コサインは誤解を招く：補助損失は視覚言語モデルを再形成するのであって、その潜在表現を再形成するのではない

要旨

潜在視覚推論（LVR）は、視覚言語モデル（VLM）において、知覚と回答生成の間に教師あり潜在トークンを挿入する手法である。この分野では、これらの潜在表現とその視覚ターゲットとの間のアライメント（コサイン類似度や平均二乗誤差（MSE））を、訓練損失および品質指標の両方として用いており、より良いアライメントがより良い回答をもたらすと仮定している。我々は設計した5種類のLVRバリアントのマトリックスを用いてこれを検証し、仮定が逆転していることを発見した。すなわち、コサインアライメントは5つすべてにおいて精度と負の相関を示した（r = -0.94）。この結果を説明するために、我々はPRISMを導入する。これは推論時に使用する一対の診断手法であり、回答がどこでデコード可能かを問う線形プローブと、潜在表現が荷重を支えているかどうかを問う破壊テストから成る。教師あり潜在表現はほとんど迂回されている。これらを破壊しても、精度の変化は最大で4ポイントである。回答は潜在表現の下流ではデコード可能であるが、その位置ではデコード不可能であり、このデコード可能性のギャップの大きさは、摂動下における各バリアントが自身の潜在表現にどの程度依存しているかを予測する。損失に対する情報ボトルネック的解釈と一致して、補助目的関数は、名目上最適化される潜在変数ではなく、共有パラメータを介して言語モデルを再形成する。

English

Latent visual reasoning (LVR) inserts supervised latent tokens between perception and answer generation in vision-language models (VLMs). The field uses alignment between these latents and their visual targets, i.e., cosine similarity or mean squared error (MSE), as both the training loss and the quality metric, assuming that better alignment yields a better answer. We test this with a designed matrix of five LVR variants and find the assumption inverted: cosine alignment is negatively correlated with accuracy across all five (r=-0.94). To explain this, we introduce PRISM, a pair of inference-time diagnostics: a linear probe that asks where the answer is decodable, and a corruption test that asks whether the latent is load-bearing. The supervised latents are largely bypassed. Corrupting them shifts accuracy by at most four points.

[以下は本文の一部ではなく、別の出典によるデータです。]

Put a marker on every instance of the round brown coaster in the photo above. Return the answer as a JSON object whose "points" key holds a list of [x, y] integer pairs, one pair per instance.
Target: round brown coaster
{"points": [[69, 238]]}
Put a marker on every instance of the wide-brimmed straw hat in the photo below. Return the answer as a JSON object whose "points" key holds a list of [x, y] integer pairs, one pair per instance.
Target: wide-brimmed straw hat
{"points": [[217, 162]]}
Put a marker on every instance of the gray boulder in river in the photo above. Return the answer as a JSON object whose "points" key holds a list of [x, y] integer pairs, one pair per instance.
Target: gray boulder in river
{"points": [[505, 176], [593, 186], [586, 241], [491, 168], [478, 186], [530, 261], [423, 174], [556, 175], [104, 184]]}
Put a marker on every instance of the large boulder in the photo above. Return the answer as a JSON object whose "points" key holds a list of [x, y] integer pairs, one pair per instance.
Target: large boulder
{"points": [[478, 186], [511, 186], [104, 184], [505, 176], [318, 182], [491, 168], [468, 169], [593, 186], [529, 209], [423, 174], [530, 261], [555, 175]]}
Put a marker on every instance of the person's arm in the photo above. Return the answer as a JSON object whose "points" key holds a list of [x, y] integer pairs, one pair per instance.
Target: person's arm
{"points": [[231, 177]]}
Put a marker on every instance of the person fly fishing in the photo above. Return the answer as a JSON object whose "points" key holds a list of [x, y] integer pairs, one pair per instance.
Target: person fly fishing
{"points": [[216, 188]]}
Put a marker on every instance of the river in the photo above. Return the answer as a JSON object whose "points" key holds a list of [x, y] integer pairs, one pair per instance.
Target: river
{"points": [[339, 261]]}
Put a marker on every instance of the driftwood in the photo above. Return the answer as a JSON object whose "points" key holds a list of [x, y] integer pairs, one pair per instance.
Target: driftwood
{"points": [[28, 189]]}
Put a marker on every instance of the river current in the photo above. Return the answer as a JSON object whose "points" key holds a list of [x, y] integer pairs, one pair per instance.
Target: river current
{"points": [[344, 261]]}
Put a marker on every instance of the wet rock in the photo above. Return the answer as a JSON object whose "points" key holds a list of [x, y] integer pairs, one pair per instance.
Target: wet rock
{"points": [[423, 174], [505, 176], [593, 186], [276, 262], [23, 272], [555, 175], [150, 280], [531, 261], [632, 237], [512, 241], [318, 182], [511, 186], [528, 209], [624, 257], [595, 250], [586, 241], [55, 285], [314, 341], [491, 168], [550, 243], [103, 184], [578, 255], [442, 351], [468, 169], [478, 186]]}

The answer is decodable downstream of the latent but not at it, and the size of this decodability gap predicts how much each variant relies on its latent under perturbation. Consistent with an Information Bottleneck reading of the loss, the auxiliary objective reshapes the language model via shared parameters rather than via the latent variable it nominally optimizes.